Couldn't be farther from the truth here. Some friends of ours took their QH foals to a local auction sale. This sale barn has a good reputation and has sold some really high dollar horses in the past and a "typical" sale has buyers from 10-12 states. They have a son of Shining Spark that they bought directly from Carol Rose. Shining Sparks stud fee alone is $12,000 and Carol doesn't leave just anything stallions. They put him in Reining Training and have campaigned him nicely for two years. The vast majority of the foals were palominos. Their price range was $75 for the low and $700 for the high while the majority could have been bought for $150-$200.

We are also in cow country so there are lots of ranch broke horses that go through. Well at least there use to be. Ranches would buy young unbroke colts and ride them for the summer and turn around and sell them for a tidy profit. Those horses are still in demand but are not bringing enough to make it worth their while to do.

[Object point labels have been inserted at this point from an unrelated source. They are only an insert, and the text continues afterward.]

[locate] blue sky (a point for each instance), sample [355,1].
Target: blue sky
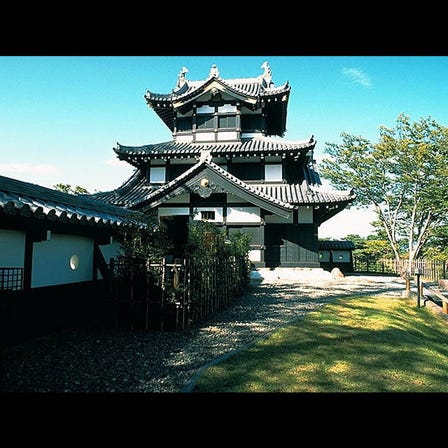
[60,116]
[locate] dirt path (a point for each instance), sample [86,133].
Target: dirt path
[100,360]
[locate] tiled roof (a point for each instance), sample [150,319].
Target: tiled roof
[31,200]
[134,191]
[206,162]
[336,245]
[303,193]
[258,91]
[257,146]
[252,87]
[138,190]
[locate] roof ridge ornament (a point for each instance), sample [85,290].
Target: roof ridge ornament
[267,74]
[181,78]
[214,72]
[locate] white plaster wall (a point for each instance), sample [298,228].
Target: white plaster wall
[243,214]
[205,110]
[275,219]
[305,215]
[182,198]
[187,138]
[110,250]
[51,260]
[255,255]
[324,255]
[205,136]
[233,198]
[218,213]
[183,161]
[250,134]
[12,248]
[170,211]
[342,256]
[227,135]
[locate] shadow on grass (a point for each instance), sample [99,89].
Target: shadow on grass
[397,351]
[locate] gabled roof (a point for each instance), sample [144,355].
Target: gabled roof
[218,180]
[258,91]
[261,146]
[34,201]
[138,193]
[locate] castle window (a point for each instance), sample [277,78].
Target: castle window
[208,215]
[157,174]
[205,122]
[252,123]
[227,121]
[273,172]
[184,124]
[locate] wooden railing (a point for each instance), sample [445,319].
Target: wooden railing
[432,270]
[175,295]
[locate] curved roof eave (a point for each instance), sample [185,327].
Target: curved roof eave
[227,181]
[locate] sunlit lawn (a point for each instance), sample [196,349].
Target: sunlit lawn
[359,344]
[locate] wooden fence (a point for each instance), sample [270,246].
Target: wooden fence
[11,279]
[174,295]
[432,270]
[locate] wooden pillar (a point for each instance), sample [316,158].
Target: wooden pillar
[28,261]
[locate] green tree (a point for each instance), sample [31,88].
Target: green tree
[67,188]
[142,240]
[404,176]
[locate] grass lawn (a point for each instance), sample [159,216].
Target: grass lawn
[357,344]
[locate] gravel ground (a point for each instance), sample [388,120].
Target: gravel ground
[105,360]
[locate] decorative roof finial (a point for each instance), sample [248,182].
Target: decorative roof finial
[181,80]
[214,72]
[267,74]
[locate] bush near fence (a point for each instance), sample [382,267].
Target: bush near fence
[431,270]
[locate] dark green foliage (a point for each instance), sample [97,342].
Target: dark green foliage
[404,177]
[67,188]
[206,240]
[142,240]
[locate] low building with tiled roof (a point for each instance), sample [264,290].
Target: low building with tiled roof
[49,237]
[229,164]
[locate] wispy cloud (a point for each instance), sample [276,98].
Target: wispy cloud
[17,169]
[357,76]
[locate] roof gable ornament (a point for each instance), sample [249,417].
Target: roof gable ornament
[181,78]
[214,72]
[267,74]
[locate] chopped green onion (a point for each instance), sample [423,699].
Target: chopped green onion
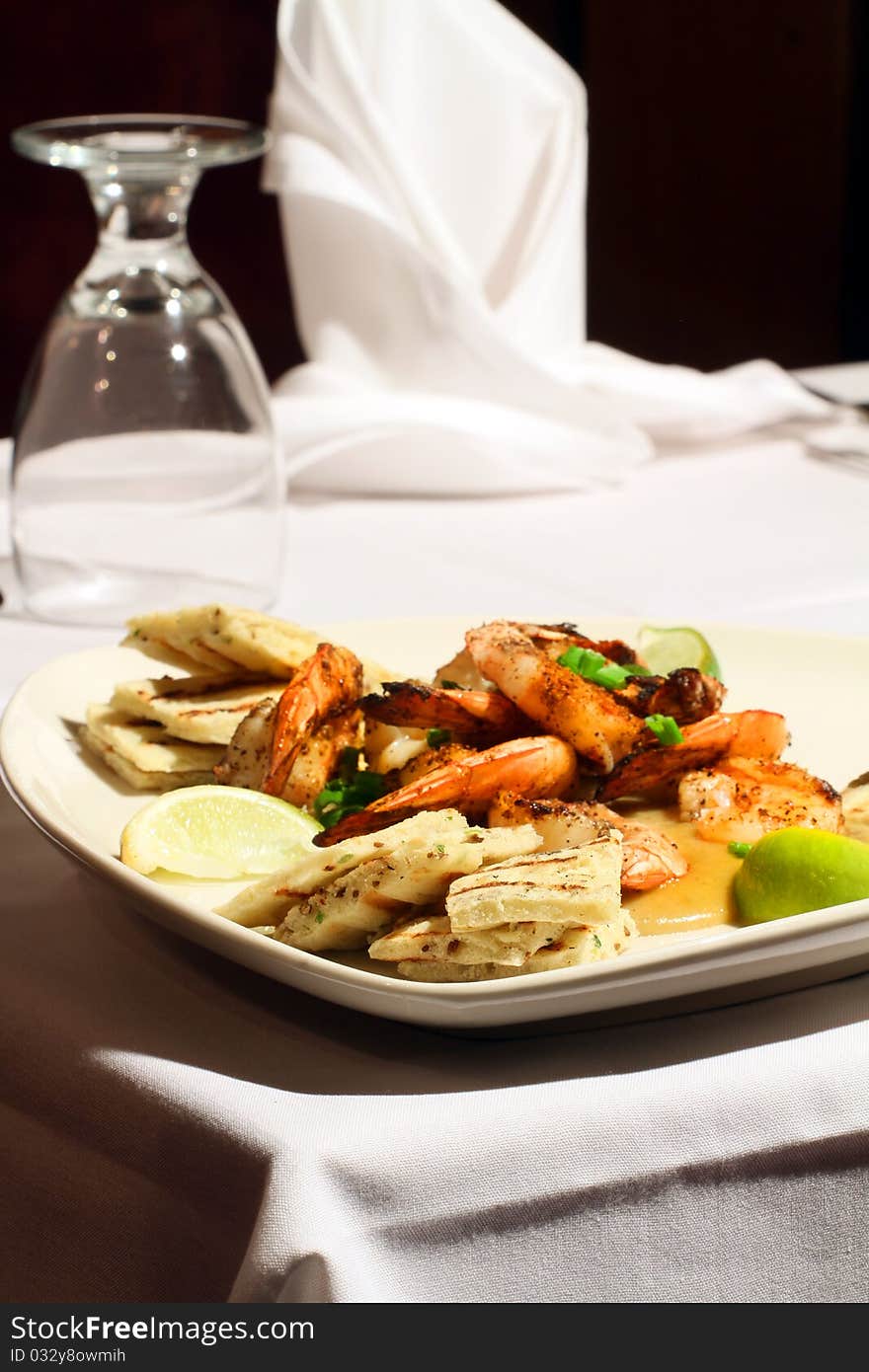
[665,728]
[739,850]
[348,763]
[587,661]
[436,737]
[349,792]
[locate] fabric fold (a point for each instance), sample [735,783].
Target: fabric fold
[430,159]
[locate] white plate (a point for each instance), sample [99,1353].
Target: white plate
[820,683]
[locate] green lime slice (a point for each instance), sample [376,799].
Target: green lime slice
[217,832]
[794,870]
[665,649]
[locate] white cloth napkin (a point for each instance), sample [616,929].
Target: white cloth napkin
[430,161]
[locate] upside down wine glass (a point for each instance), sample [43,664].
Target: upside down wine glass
[144,468]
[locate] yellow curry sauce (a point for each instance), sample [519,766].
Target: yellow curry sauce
[699,899]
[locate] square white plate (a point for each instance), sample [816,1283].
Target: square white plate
[817,682]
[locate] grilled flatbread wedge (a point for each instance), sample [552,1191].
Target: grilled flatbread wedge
[432,939]
[569,886]
[202,710]
[386,876]
[232,643]
[572,949]
[855,808]
[143,753]
[224,640]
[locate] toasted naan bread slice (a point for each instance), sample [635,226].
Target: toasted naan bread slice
[855,808]
[231,641]
[432,939]
[569,886]
[143,753]
[572,949]
[224,639]
[438,847]
[202,710]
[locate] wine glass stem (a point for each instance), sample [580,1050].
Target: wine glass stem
[140,220]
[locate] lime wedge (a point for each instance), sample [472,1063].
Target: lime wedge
[665,649]
[794,870]
[220,832]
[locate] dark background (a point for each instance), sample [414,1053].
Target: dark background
[727,173]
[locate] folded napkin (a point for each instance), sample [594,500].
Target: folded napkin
[430,161]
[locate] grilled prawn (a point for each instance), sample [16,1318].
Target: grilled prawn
[742,799]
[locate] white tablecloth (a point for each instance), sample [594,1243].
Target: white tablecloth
[176,1128]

Last month when IL was still open the market was somewhat better but hey I'm glad we shut down the kill plants to save the horses.



: Starving is so much more a natural death then a bolt gun.


----------



## windingroad (Oct 27, 2007)

Way too many people are breeding. And breeding mediocre horses. Seeems the only quality a mare needs to have is a uterus. It is much cheaper to purchase one than to breed one these days, and in buying one, offers a much-needed home. Doesn't matter size or breed. We have looked a the enemy, and no one wants to admit--IT IS US.


----------



## jbrat (Oct 28, 2007)

I agree! It is the Breeder's - wether its dogs, horses, cats, ect.

TOO many puppy mills out there. And how can we control it? THose of us who are geniunely concerned will do our part and Geld and spay. But too many will still mass produce and sell off to whomever - to never even wonder if the life they helped create will have a caring happy home, so sad.





I wished I'd win a giant lotto. I would buy up tons of land and help every poor forgotten animal I could.

Those poor ruined (health issues or behavior issues) animals, could have been great animals to some loving individual but unfortnately they got into a bad situation (controlled by a human) which in turned ruined their life.

Sometimes life SUCKS!

I believe we should all have our freedom to do as we like but some people do need limits - I'd hate for anyone to ever step in and say we could only have (?) # of foals a year. I don't breed but wouldn't want my freedom of choice jepordized.

its like the person who has 15+ kids, no job, no desire to try and do better,,,,,,,,,,, OH- you get the point and I could just FLAME so I better stop-

WE are so overcrowding the world and they say the deer and other animals are over populating,, NO WE ARE! and we're hogging up all the land, trashing it with our buildings and pollution then leaving it to rot and just rebuild in a new spot where that nice farm or woods use to be - arrrrghhhhhh!!!

Gotta go!

Sorry to even get it started!! I get sooooo mad about things I can't control or fix!!!!!!!!!

I'd love to breed and raise a few of my very own stock but I see way to many that need saved so I have yet to breed anything.

:cold:



:


----------



## Brandi* (Oct 28, 2007)

Yes I honestly don't think I will ever be able to breed. I did buy Melody and she was in no way mistreated but I didn't feel comfortable taking on a rescue case at this point since I have so much to learn. But in the future I would love to go to the auction, buy the worst off, bring them home and do whats best for them, even if that means paying to have them euthanized. I think that would bring me great satisfaction to know that I am helping them. I just feel so bad for all of them when I go to the auction. They look like they've been through heck and back and they are SO scared, run down and sick. Most of them don't have any life left in their eyes. I get really angry when I see the old grandpa's and grandma's that probably carried the kids around for years, taken to the sale because they just can't do it anymore. The least people could do is pay to put them down. I know not everyone can afford certain things but there is such a thing as budgeting



:


----------